Dans le désert, il vit un buisson ardent. C’était l’un de ces buissons qui rappellent les virevoltants, mais bien plus grands, comme on en rencontre souvent dans le désert du Sinaï. Parfois, ils s’enflamment réellement sous l’effet de la chaleur solaire ; en été, au soleil, la température au sol peut y atteindre soixante-dix degrés. Mais le fait était que le buisson brûlait d’une manière suspectement longue : d’ordinaire, ces buissons s’embrasent et brûlent vite, comme du papier. En s’approchant, Moïse comprit qu’il n’avait pas devant lui un feu physique, mais quelque chose d’autre : une nuée lumineuse descendue sur le buisson. Ainsi Dieu marqua sur la terre le lieu de Sa présence.
C’était quelque chose de nouveau : les Hébreux n’avaient rien connu de semblable auparavant. Moïse, bien sûr, connaissait toutes les traditions sur le Dieu des pères : jusqu’à l’école, jusqu’à cinq ou six ans, il était resté auprès de sa mère, que la fille de Pharaon, qui avait adopté Moïse, avait engagée comme nourrice. À cette époque, les garçons restaient avec leur mère ou leur nourrice jusqu’à leur entrée à l’école. Durant sa petite enfance, Moïse avait certainement dû retenir, dans le récit de sa mère, les traditions de son peuple, y compris les récits sur le Dieu des pères qui existaient déjà alors.
Ici pourtant, il y avait quelque chose dont aucune tradition ne parlait : de telles théophanies n’y étaient pas mentionnées. La nouveauté ne tenait pas seulement au fait que Dieu se soit révélé à Moïse dans une lumière qu’il avait prise de loin pour du feu. L’essentiel était ailleurs : Dieu venait pour rester.
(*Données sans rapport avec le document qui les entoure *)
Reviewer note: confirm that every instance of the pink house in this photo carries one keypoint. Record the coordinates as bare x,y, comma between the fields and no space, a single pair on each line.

Rester au milieu de Son peuple, qu’Il voulait rencontrer ici, près d’un des contreforts du Sinaï. Le rencontrer afin de conclure avec lui une alliance, puis le conduire Lui-même. C’était une révélation nouvelle, une bonne nouvelle, qui promettait la libération et l’accomplissement des promesses faites autrefois à Abraham. Le temps était enfin venu pour ces promesses de s’accomplir, et c’est à Moïse qu’il revenait de jouer le rôle principal dans leur accomplissement.